🤖 AI Summary
Diffusion models face two key challenges in image animation: (1) high-dimensional video data leads to scarce training samples, causing overfitting and memory-based generation rather than prompt-driven motion synthesis; and (2) poor generalization to unseen motion patterns, with insufficient research on few-shot motion adaptation. To address these, we propose Modular and Interchangeable Video Adapters (MIVA), which decouples motion into lightweight, independent, and composable specialized modules—each trainable with only ~10 samples. MIVA enables single-GPU training, prompt-free explicit motion selection, and parallel multi-module inference. Experiments demonstrate that MIVA preserves or even surpasses the visual quality of fully trained diffusion models while significantly improving motion controllability and novel motion generation—effectively overcoming the motion generalization bottleneck under few-shot settings.
📝 Abstract
Diffusion models (DMs) have recently achieved impressive photorealism in image and video generation. However, their application to image animation remains limited, even when trained on large-scale datasets. Two primary challenges contribute to this: the high dimensionality of video signals leads to a scarcity of training data, causing DMs to favor memorization over prompt compliance when generating motion; moreover, DMs struggle to generalize to novel motion patterns not present in the training set, and fine-tuning them to learn such patterns, especially using limited training data, is still under-explored.
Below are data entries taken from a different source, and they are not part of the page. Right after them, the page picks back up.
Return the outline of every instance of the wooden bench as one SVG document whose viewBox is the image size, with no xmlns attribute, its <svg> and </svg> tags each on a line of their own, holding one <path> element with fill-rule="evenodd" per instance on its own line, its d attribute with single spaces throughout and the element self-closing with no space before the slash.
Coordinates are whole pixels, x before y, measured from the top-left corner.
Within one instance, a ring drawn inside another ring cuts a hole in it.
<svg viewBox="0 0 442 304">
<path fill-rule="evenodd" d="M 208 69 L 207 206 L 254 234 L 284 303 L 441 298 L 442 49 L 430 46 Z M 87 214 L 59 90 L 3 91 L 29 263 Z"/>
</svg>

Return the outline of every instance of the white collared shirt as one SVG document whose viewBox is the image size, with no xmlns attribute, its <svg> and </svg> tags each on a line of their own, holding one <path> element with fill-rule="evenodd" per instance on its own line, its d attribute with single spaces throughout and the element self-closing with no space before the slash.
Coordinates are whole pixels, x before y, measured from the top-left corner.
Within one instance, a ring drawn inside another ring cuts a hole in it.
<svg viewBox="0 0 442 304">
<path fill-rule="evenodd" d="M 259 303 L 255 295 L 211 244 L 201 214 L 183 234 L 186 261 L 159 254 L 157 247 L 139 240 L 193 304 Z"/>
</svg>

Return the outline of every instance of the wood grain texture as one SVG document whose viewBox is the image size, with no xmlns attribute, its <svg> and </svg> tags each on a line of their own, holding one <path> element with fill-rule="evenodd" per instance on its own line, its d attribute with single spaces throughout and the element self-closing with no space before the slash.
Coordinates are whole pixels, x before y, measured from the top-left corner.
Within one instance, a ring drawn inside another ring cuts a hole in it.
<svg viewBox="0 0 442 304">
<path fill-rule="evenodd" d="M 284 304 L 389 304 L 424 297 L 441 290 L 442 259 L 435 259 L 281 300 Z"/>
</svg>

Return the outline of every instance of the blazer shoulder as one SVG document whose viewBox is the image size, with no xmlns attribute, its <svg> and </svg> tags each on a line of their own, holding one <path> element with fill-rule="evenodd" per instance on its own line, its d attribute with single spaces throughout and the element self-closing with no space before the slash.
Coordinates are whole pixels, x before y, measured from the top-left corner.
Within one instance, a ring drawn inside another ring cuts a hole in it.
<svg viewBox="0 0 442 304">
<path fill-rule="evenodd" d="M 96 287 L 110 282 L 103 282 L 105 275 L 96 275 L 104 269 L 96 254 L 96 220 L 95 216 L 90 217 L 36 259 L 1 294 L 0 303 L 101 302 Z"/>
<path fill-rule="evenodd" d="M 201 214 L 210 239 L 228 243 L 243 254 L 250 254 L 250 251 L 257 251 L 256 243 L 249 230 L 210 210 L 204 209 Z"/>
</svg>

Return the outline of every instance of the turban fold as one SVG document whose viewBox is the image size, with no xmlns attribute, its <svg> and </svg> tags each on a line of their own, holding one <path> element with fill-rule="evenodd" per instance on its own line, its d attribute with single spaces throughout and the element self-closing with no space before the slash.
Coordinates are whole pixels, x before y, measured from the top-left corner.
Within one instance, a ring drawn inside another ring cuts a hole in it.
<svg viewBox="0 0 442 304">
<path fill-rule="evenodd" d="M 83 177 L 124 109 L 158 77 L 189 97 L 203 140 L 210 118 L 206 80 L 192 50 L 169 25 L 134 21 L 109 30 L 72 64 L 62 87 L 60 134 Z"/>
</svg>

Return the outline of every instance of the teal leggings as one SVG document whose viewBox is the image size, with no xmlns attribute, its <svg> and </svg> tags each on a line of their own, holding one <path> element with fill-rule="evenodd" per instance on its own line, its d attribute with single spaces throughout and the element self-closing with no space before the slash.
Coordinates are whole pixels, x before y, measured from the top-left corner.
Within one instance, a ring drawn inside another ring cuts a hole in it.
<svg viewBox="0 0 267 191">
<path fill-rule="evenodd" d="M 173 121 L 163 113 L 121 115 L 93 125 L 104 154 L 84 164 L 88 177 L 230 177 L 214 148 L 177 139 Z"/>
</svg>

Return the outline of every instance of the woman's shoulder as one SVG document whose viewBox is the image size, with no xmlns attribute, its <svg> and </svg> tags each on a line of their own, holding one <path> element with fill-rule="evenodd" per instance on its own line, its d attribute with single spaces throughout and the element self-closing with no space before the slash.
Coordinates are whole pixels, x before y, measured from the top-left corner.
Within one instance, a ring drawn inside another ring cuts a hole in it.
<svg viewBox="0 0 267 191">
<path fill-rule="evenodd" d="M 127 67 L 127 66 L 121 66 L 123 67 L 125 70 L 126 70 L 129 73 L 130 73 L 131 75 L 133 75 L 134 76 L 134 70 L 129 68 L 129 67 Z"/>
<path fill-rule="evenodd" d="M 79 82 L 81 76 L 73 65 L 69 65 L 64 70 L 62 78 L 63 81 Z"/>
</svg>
To address these limitations, we propose Modular Image-to-Video Adapter (MIVA), a lightweight sub-network attachable to a pre-trained DM, each designed to capture a single motion pattern and scalable via parallelization. MIVAs can be efficiently trained on approximately ten samples using a single consumer-grade GPU. At inference time, users can specify motion by selecting one or multiple MIVAs, eliminating the need for prompt engineering. Extensive experiments demonstrate that MIVA enables more precise motion control while maintaining, or even surpassing, the generation quality of models trained on significantly larger datasets.